Javier Martinez Canillas | 10 Feb 15:04 2012
Picon

[RFCv3] 0/10 af_unix: Multicast and filtering features on AF_UNIX

Hello,

Following is an extension to AF_UNIX datagram and seqpacket sockets to
support multicast communication. This is a result from a research we
have been doing to improve the performance of the D-bus IPC system. The
first approach was to create a new AF_DBUS socket address family and
move the routing logic of the D-bus daemon to the kernel. The
motivations behind and the thread of the patches post can be found in
[1] and [2] respectively.

The feedback was that having D-bus specific code in the kernel is a bad
idea so the second approach was to implement multicast Unix domain
sockets so clients can directly send messages to peers bypassing the
D-bus daemon. A previous version of the patches was already posted [3]
by Alban Crequy who also has a good explanation of the implementation on
his blog [4].

The stable and development version of the patches can be pulled from [5]
and [6] respectively. It is a work in progress so everything is still
not working properly.

We didn't want to send the full patches since we are more interested to
discuss the proposed architecture and ABI rather than the kernel
implementation (which can always be rework to meet upstream code quality).

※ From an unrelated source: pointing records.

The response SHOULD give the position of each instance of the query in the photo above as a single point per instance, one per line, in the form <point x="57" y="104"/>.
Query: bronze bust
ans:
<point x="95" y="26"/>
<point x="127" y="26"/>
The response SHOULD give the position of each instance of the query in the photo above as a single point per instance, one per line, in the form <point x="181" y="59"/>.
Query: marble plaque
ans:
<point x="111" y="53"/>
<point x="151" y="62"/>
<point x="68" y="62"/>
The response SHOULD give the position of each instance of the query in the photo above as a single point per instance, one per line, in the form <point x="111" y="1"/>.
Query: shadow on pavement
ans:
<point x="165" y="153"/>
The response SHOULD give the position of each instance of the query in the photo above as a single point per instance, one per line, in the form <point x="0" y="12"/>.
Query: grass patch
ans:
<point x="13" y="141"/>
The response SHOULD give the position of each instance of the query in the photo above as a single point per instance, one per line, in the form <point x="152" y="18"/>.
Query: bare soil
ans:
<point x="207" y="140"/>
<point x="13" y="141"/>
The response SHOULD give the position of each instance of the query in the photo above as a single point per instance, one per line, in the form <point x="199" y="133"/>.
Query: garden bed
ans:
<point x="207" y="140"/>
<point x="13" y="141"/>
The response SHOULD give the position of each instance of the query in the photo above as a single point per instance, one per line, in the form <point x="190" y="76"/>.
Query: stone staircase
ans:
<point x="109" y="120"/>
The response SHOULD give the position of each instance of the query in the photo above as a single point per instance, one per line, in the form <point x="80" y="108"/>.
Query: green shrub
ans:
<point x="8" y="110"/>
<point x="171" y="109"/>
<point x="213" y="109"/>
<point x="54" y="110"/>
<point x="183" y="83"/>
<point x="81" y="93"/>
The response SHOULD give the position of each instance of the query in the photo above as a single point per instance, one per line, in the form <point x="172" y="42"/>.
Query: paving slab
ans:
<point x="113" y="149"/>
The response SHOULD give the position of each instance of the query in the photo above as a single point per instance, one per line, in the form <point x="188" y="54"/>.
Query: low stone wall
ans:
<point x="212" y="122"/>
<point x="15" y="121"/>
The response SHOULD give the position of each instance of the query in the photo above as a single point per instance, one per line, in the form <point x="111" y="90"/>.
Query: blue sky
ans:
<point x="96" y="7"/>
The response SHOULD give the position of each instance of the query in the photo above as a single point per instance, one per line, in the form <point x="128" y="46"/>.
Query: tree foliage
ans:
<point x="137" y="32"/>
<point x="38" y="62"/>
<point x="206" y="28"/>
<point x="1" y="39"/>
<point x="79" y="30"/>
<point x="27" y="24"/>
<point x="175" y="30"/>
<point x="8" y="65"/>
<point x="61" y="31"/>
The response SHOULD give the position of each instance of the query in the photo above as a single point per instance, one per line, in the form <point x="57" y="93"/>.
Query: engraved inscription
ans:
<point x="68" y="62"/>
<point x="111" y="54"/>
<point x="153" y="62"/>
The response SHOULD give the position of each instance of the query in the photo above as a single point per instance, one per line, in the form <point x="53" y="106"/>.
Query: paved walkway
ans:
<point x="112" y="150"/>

[1]http://alban-apinc.blogspot.com/2011/12/d-bus-in-kernel-faster.html
[2]http://thread.gmane.org/gmane.linux.kernel/1040481
[3]http://thread.gmane.org/gmane.linux.network/178772
[4]http://alban-apinc.blogspot.com/2011/12/introducing-multicast-unix-sockets.html
[5]http://cgit.collabora.com/git/user/javier/linux.git/log/?h=multicast-unix-socket-stable
[6]http://cgit.collabora.com/git/user/javier/linux.git/log/?h=multicast-unix-socket-unstable

Multicast Unix sockets summary
==============================

Multicast is implemented on SOCK_DGRAM and SOCK_SEQPACKET Unix sockets.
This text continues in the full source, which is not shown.